One Man Two Guvnors features a number of standard farce elements — slamming doors, mistaken identities, aggressive horseplay. Perhaps its most distinguishing feature is that it features a live four-piece skiffle band. In fact, the plot centers on the show’s protagonist, Francis, looking for work after he’s booted as the band’s trombone player. If misery loves company, Francis is in good hands as Pete Best was famously fired from the skiffle band that went on to become The Beatles. But what is skiffle anyway.

The Origins of Skiffle

Skiffle is a genre of music influenced by jazz, blues and American folk. Skiffle originally developed from African American jazz culture in the American South in the 1920s and often included homemade instruments such as washboards, jugs and kazoos. After the popularity of skiffle faded in the U.S., the genre had a revival in England in the 1950s coming out of the British post-war jazz scene and led by Lonnie Donegan.

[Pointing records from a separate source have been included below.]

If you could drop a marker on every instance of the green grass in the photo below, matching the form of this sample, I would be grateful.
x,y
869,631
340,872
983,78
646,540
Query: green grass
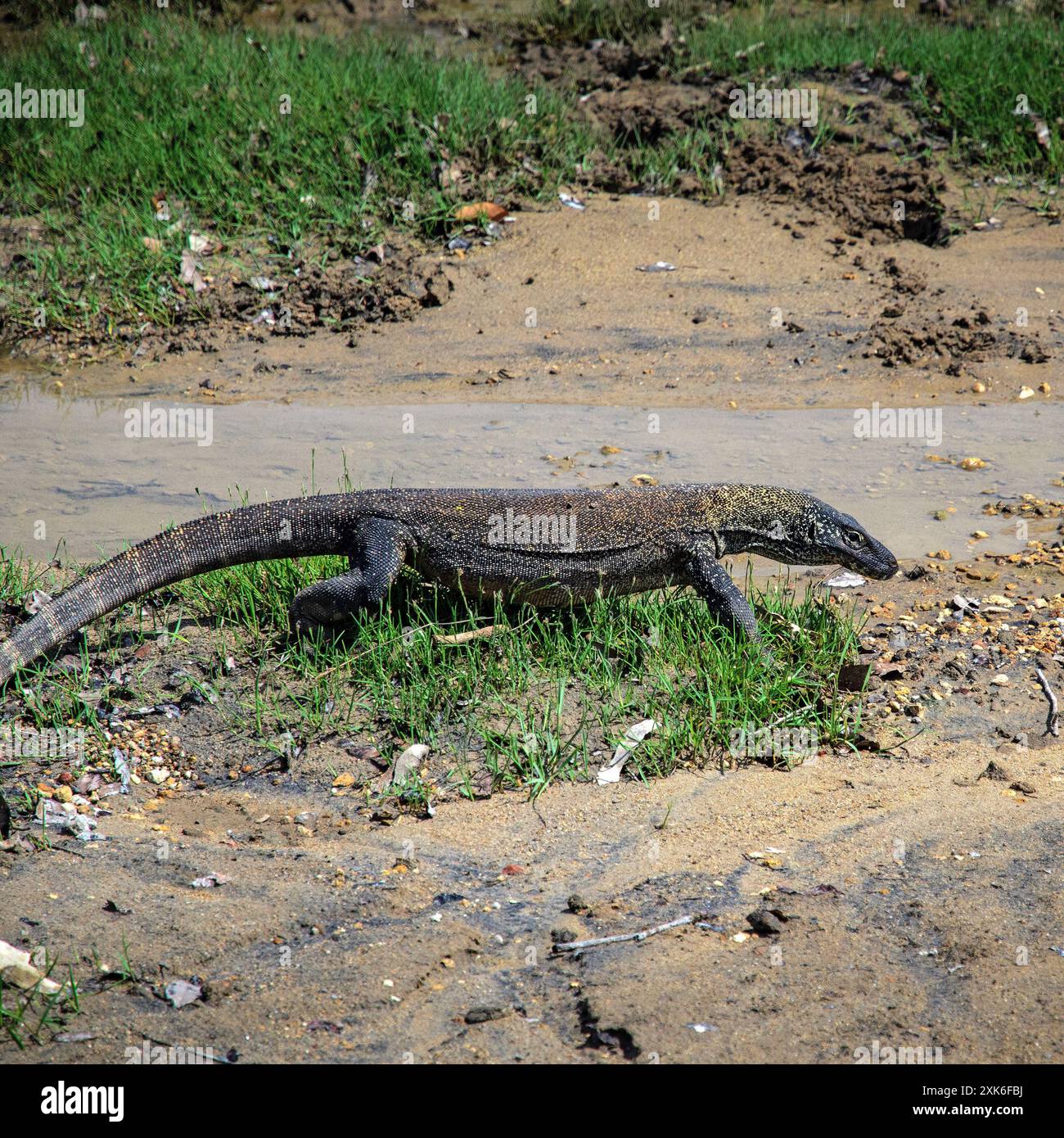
x,y
194,111
174,107
971,76
25,1013
547,697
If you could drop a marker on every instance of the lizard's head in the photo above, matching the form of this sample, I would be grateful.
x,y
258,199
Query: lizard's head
x,y
833,536
799,530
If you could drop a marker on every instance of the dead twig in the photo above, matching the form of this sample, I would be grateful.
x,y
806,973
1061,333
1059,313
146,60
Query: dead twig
x,y
1053,720
463,638
576,946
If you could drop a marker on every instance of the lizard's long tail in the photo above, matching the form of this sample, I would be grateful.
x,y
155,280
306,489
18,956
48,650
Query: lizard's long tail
x,y
296,527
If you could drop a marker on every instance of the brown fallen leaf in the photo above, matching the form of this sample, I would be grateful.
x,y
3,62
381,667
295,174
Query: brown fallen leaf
x,y
472,212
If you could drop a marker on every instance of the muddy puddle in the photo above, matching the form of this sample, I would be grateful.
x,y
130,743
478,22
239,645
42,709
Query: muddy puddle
x,y
78,466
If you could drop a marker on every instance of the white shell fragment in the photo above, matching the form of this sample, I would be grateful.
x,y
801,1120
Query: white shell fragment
x,y
610,772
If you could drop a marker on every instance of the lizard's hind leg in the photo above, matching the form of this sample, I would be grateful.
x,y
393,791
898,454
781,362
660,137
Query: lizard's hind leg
x,y
381,548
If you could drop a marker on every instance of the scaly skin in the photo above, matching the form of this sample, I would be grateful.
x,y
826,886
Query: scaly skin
x,y
547,548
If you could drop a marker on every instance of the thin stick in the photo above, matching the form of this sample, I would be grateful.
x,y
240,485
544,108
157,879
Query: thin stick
x,y
1053,720
575,946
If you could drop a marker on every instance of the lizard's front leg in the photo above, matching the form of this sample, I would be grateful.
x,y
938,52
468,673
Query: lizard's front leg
x,y
381,548
723,598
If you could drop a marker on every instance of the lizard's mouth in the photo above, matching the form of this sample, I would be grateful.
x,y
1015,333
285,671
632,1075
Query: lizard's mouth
x,y
872,560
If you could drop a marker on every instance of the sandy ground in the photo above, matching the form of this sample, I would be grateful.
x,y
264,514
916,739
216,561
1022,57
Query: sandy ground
x,y
750,317
922,902
939,925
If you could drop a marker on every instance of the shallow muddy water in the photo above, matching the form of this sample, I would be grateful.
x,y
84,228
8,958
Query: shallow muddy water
x,y
74,472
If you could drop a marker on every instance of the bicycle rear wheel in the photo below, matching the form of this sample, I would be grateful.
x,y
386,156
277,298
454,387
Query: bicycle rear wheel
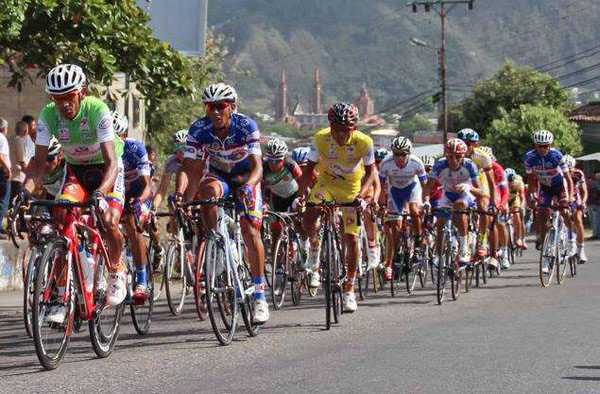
x,y
279,273
51,339
105,323
141,313
221,296
28,289
547,259
175,278
199,288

Skiffle appealed particularly to working class Brits, as instruments could be purchased cheaply and/or made out of improvised materials. At the height of the skiffle craze, it is estimated that Britain had 30,000–50,000 amateur skiffle groups. Most famously, John Lennon’s skiffle group, The Quarrymen, transformed into the legendary band we know as the Beatles.

Photo: John Lennon playing with his skiffle band, The Quarrymen, in the 1950s

Skiffle in One Man

The music in Act One of One Man, Two Guvnors is inspired by late 50’s British skiffle. Music Director Tommy Crawford says: “Skiffle music was like the punk music of its era. It appealed to a disaffected post-war British youth and thrived on a do-it-yourself ethos that suggested anybody could pick up a guitar — or a broom handle — and start a skiffle band. The songs in Act One are inspired by skiffle classics of the era, which combine rockabilly, folk, and country western blues aesthetics, and riff on themes and characters in the play.”

The Founding of the Beatles

TheaterBlog 1M2G 3

Photo: The Beatles at the Ed Sullivan Show

In 1957, 16-year-old John Lennon formed a skiffle band with some friends from high school. That summer, 15-year-old Paul McCartney joined the group as rhythm guitar player. A year later, 15-year-old George Harrison successfully petitioned his pal McCartney to join the group as lead guitarist. By 1959, John Lennon’s high school friends had left the group and the three guitar players, who called themselves Johnny and the Moondogs, were on the lookout for a drummer. Pete Best (on drums) and Stuart Sutcliffe (on bass) joined the group in 1960 and they booked a residency in a night club in Hamburg, where they played for nearly two years. Manager Brett Epstein discovered the group in Hamburg and famously molded the group into what we now know as the Beatles. After Sutcliffe passed away unexpectedly and Pete Best was fired, Ringo Starr joined the group as drummer and final member of the fab four. In 1962, George Martin recorded the group’s first single, Love Me Do, and Beatlemania erupted.

TheaterBlog 1M2G 1

Photo: Tommy Crawford, Alexander de Vasconselos Matos, Sofia Bunting Newman and Drew Brunson in rehearsal for One Man, Two Guvnors (photo by Alex Morf)

British Rock in One Man

In Act Two, our skiffle band plugs in and the songs take on a distinctive rock drive. Tommy says: “The music in One Man mirrors the revolutionary progression from skiffle music to British Invasion rock music. In Act Two, you hear a full drum kit, electric bass, and rhythms and riffs that are distinctive to the early 1960s. Several of the songs are modeled directly on early Beatles hits such as Love Me Do and Please Please Me. Listen close and you might catch a couple of references.”